Dr. Sierra has also worked in legal aid and legal practice in the areas of public law, international law and human rights, gaining direct experience on socio-legal methods and fieldwork as researcher, and as legal practitioner, on the monitoring of human rights and the performance of official development policies, working as an attorney at recognized NGOs like the Colombian Commission of Jurists and at public entities like the office of the Ombudsman in Colombia, and as a consultant at International Organizations.

Her research and teaching interests include international and transnational law, corporations and human rights, global law and development, postcolonial studies, legal aesthetics.

Guirguis, Cathy

MES, LLB (Osgoode), Law Society of Ontario

Cathy Guirguis is a partner at Olthuis Kleer Townshend LLP. Her practice is focussed on advancing Aboriginal and treaty rights through litigation and negotiation. She has represented clients in applications and actions in Ontario and Manitoba, as well as in federal court and at the Supreme Court of Canada. She has also represented Indigenous clients in proceedings and tribunals regarding election processes, labour and employment, and environmental assessment. Ms. Guirguis provides negotiation advice regarding Aboriginal and treaty rights, land claims, and consultation, and she also advises clients on day-to-day employment matters and governance administration. She received her LLB from Osgoode Hall Law School, and she also has a Masters of Environmental Studies.

While at law school, Ms. Guirguis was a senior editor of the Osgoode Hall Law Journal and she volunteered at Osgoode’s Community Legal Aid Services Program, and Downsview Legal Aid Clinic. She has also worked with the Centre for Indigenous Environmental Resources (CIER), working on projects dealing with the duty to consult and accommodate, and indigenous environmental laws. Prior to law, Ms. Guirguis worked in international development and she has a background in journalism.

Ms. Guirguis is a member of the Ontario bar. She is listed as a “consistently recommended” lawyer in the Lexpert Directory.

 

Skwarek, Ed

LLB (Windsor), LLM (LSE), Law Society of Ontario

Ed Skwarek is Vice President, Legal & Regulatory Affairs with Advocis.

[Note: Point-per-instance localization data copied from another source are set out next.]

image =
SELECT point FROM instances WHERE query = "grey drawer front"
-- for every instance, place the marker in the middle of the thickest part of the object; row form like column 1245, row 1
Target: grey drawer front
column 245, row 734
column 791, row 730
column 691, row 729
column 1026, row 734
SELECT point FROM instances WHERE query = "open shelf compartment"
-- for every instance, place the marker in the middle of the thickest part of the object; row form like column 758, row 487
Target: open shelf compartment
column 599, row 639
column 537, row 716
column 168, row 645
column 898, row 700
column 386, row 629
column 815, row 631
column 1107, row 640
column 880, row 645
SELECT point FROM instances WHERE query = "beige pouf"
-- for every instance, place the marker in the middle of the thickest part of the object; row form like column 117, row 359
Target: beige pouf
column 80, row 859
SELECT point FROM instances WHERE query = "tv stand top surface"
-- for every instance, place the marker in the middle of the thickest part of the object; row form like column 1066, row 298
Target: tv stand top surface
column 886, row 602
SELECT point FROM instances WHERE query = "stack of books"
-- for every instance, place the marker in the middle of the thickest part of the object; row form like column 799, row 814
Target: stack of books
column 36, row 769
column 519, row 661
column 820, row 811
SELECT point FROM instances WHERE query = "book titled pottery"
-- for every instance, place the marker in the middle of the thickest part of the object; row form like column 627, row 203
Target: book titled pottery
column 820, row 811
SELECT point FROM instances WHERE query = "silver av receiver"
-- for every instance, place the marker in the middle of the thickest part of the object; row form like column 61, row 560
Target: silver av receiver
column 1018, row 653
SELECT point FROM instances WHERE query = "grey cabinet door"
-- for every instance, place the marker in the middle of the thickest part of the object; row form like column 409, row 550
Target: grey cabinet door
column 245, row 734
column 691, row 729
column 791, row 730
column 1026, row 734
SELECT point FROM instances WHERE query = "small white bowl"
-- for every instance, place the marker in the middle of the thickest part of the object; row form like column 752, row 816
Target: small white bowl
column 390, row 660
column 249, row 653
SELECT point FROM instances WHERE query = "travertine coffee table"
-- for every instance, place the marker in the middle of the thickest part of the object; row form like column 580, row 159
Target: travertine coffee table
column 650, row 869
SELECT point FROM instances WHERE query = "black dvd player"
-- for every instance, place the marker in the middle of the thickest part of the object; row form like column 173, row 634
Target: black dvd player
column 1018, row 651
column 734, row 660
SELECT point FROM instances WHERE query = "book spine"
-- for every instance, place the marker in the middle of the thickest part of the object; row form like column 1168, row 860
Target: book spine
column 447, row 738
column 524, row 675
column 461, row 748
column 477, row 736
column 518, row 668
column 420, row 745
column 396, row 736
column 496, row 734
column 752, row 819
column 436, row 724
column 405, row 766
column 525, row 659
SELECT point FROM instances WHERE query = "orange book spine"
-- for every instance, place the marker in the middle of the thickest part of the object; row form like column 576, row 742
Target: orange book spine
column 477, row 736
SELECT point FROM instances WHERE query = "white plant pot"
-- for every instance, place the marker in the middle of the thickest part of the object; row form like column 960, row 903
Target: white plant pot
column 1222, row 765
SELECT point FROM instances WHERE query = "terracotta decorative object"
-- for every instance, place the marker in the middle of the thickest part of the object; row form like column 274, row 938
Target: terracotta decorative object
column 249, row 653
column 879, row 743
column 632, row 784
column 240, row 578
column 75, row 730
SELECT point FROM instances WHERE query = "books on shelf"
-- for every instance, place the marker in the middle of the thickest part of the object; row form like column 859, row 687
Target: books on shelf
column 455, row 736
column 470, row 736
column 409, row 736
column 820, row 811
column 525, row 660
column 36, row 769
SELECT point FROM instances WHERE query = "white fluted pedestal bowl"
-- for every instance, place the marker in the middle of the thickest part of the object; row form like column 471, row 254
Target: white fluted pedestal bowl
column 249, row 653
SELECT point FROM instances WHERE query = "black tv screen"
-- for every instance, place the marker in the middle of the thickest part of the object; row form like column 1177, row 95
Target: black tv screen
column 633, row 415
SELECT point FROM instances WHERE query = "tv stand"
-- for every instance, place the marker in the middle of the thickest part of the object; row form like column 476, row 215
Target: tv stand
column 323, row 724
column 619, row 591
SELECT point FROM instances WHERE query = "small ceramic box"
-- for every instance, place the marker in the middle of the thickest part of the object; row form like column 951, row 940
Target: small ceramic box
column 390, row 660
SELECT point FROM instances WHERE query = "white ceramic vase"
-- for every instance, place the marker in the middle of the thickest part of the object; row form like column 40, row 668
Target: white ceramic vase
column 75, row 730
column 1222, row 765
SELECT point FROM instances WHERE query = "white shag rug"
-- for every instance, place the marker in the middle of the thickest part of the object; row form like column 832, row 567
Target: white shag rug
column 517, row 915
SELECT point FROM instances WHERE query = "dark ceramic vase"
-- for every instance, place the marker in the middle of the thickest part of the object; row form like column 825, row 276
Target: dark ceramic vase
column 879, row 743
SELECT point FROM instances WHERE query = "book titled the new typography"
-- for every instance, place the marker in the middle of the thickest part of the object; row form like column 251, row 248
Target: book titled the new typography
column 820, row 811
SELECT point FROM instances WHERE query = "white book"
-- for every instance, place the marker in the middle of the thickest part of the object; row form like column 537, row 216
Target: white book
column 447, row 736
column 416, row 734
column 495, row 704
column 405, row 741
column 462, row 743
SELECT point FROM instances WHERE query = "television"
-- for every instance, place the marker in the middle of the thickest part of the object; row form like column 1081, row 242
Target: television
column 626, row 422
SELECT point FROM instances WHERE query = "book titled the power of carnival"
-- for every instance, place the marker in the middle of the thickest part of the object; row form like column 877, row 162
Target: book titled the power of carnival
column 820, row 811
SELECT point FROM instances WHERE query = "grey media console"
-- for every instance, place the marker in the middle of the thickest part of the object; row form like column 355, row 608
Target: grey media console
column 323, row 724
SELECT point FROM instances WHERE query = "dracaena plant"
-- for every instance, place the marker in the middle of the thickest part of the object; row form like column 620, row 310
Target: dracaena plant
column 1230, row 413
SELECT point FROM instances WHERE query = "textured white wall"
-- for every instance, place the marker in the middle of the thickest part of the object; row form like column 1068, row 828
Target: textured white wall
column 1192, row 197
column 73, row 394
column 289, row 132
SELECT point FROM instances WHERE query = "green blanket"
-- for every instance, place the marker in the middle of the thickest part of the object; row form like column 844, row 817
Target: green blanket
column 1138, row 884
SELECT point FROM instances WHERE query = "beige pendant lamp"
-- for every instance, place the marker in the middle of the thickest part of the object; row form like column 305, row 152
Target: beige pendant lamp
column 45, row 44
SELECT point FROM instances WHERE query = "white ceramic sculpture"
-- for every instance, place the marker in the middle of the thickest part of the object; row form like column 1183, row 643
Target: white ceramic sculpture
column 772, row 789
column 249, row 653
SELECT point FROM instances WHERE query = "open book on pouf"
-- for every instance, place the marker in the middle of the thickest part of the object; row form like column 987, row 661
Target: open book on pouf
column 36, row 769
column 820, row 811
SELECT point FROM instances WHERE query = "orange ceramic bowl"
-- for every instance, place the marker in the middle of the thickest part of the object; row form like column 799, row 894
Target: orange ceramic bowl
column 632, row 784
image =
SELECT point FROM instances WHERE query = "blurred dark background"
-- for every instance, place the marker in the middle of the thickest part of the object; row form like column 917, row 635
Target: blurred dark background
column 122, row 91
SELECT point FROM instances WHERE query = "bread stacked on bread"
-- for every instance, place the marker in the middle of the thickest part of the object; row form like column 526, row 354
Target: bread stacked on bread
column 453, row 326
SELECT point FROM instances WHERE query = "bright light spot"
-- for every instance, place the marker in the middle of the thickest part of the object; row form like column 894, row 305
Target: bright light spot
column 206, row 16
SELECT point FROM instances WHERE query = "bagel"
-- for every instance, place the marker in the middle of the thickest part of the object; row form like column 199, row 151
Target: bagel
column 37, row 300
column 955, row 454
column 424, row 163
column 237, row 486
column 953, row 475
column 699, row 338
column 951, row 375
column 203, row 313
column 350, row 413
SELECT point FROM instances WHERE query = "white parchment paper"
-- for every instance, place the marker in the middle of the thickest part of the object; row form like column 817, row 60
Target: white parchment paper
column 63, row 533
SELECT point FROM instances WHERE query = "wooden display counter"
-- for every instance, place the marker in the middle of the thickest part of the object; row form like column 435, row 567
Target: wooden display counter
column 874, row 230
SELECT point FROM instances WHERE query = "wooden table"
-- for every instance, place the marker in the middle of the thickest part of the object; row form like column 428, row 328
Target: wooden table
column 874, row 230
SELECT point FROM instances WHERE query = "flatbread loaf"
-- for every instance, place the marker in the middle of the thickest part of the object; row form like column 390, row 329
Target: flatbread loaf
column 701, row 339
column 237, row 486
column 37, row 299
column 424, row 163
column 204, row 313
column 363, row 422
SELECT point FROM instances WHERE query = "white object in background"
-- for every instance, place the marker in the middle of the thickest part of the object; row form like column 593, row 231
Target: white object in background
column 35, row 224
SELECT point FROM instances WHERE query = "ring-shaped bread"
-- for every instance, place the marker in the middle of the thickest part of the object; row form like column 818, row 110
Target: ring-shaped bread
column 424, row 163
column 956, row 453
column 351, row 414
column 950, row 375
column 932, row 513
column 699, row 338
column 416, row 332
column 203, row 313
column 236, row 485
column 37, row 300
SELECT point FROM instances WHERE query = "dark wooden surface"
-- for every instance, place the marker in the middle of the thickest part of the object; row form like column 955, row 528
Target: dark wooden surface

He oversees the development of comprehensive policy positions in the interest of advisors and consumers, and directs the implementation of Advocis’s responses to regulatory and legislative proposals. He was formerly Senior Legal Counsel with the B.C. Securities Commission.

Mr. Skwarek is a member of the Financial Services Tribunal, an independent, decision-making body that hears appeals from decision and reviews proposed decisions of the Chief Executive Officer, Financial Services Regulatory Authority. He also acts in a Act in a consultative capacity to the Board of Directors, Financial Services Regulatory Authority.

Mr. Skwarek is an adjunct professor at Osgoode Hall Law School, where he teaches the Securities Regulation course.